With such high overlap, a table is necessary to determine which sampling method best reflects the distribution of the population:

In [67]:
# Create Dataframe
Samp.Type <- c("Simple Random", "Systematic", "Stratified")
output <- data.frame(Samp.Type, Mean, Std.Dev)
output["Mean.Var"] <- abs(output["Mean"] - mean(cms[, "MORT.30.AMI.Performance.Rate"], 
    na.rm = T))
output["Std.Dev.Var"] <- abs(output["Std.Dev"] - sd(cms[, "MORT.30.AMI.Performance.Rate"], 
    na.rm = T))
output[, c("Samp.Type", "Mean", "Mean.Var", "Std.Dev", "Std.Dev.Var")]

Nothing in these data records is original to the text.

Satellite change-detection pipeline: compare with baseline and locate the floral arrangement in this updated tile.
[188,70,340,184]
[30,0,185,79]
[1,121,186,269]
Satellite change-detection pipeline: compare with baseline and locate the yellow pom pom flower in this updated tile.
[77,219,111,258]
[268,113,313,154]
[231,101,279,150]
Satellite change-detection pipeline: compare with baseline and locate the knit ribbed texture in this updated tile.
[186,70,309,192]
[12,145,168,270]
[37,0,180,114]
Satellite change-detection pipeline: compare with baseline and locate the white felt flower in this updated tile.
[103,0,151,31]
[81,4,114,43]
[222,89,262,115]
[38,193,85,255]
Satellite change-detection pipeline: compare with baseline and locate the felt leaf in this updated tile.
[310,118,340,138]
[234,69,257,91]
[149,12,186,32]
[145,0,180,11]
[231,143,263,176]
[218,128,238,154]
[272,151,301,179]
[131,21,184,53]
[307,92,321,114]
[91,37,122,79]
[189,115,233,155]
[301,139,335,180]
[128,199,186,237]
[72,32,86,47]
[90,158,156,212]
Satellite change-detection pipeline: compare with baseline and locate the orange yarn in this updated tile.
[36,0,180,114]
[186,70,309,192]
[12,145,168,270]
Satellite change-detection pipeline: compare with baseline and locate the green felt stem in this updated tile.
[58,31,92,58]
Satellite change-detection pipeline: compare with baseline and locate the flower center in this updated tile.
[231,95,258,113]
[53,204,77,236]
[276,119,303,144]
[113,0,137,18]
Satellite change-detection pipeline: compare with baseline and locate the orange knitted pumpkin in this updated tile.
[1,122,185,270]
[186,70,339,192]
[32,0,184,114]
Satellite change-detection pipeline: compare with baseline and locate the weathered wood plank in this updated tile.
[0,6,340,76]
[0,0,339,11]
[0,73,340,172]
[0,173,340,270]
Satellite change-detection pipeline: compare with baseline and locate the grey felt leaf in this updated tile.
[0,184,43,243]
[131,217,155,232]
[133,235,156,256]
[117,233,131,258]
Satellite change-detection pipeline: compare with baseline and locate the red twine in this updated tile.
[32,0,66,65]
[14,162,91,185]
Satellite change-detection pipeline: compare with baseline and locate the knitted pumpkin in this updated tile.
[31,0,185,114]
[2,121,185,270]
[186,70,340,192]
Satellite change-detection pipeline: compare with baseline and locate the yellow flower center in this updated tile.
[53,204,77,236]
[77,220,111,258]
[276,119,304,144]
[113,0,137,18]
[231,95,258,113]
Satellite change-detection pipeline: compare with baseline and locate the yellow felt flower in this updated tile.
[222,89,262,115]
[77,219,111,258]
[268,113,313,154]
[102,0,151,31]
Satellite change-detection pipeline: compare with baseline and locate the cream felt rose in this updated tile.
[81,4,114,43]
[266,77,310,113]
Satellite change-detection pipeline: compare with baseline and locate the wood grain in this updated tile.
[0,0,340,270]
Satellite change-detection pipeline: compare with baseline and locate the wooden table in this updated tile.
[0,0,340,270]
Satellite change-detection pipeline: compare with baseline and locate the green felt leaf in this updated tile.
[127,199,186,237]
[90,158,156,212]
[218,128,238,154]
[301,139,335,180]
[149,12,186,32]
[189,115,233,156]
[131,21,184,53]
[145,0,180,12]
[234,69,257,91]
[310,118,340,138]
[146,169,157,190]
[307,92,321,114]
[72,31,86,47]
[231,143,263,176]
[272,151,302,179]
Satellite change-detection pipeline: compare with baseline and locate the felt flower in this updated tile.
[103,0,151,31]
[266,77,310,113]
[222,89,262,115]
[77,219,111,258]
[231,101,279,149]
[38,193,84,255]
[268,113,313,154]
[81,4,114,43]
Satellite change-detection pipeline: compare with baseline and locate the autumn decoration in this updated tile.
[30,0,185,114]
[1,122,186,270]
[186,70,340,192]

Samp.Type,Mean,Mean.Var,Std.Dev,Std.Dev.Var
Simple Random,0.8645573,0.0008084721,0.010663712,0.000158112
Systematic,0.8659771,0.0006113556,0.011084306,0.0005787058
Stratified,0.8652112,0.0001545761,0.009537537,0.0009680638


The table reinforces the conclusion from viewing the histogram that the Stratified sampling method resulted in the lowest standard deviation of the three. Looking at the absolute value of the difference between each method and the population, we see that the mean Performance Rate from the Stratified sample is the closest to the mean Performance Rate for the population, with only ~2 basis points of difference. However, the Stratified sample is least likely to reflect the spread of the population, with a standard deviation ~10 basis points different. Instead, the spread is best reflected in the Simple Random sample, with ~2 basis points difference between its standard deviation and that of the population.